Phone service provider files for protection
Advertiser Staff
Summit Communications Inc., a 6-year-old Honolulu-based telecommunications company with 40 employees, has filed for Chapter 11 bankruptcy protection, citing a general decline in the industry and the effects of Sept. 11.
The company, which competes with Verizon Hawaii as a local and long-distance phone service provider, will continue operations and hopes to emerge from bankruptcy within a year, said president Grant Johnston.
"Our purpose for filing a Chapter 11 is not to get out of our commitments," said Johnston. "It is simply to provide some relief on a temporary basis, to regroup and get back on track."
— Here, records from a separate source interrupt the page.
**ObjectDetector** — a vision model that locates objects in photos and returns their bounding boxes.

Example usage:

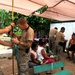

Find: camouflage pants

[49,37,55,51]
[54,42,63,57]
[17,51,29,75]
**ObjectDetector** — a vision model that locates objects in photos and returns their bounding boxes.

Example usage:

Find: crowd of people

[49,27,75,61]
[0,18,75,75]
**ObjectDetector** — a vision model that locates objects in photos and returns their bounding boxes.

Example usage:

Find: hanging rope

[12,0,14,75]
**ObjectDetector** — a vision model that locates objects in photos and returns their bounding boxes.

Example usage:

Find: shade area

[0,0,75,21]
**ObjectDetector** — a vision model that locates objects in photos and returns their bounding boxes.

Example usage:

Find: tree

[0,7,55,37]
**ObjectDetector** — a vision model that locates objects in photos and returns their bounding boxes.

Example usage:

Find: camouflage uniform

[18,27,34,75]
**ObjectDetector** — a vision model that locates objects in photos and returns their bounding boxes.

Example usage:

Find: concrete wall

[50,22,75,47]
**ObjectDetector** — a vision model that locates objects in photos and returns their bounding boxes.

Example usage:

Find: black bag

[59,42,64,46]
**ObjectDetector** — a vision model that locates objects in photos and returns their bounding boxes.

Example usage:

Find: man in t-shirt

Summit is the latest in a string of high-technology companies based in Hawai'i to run into difficulty. Adtech laid off about 45 workers as demand for its telecommunications test equipment declined; online translation firm WorldPoint eventually shrank from a 120-employee operation to a bankrupt one-man firm; and Ohana Foundation, a nonprofit developer of educational software, closed in the fall and laid off about 90 workers.
"I think the environment will eventually become favorable again for high-tech startups," said Johnston. "The fact that a lot of the startups have not succeeded is not just here in Hawai'i but nationwide."
Summit has dropped from a peak of 55 employees in June 2001 to the current 40 and has also cut salaries, Johnston said. "At this point, we have no intention of reducing staff (further)," he added
Johnston said the company has contracts to provide long-distance and local telephone service to time-share condominiums. Since the Sept. 11 attacks, the number of visitors to those buildings has declined .
Summit listed between $1 million and $10 million in assets and liabilities.
"We have to meet with the creditors to put together the reorganization plan," said Steven Guttman, the attorney representing Summit. "I'm optimistic we will have an agreement."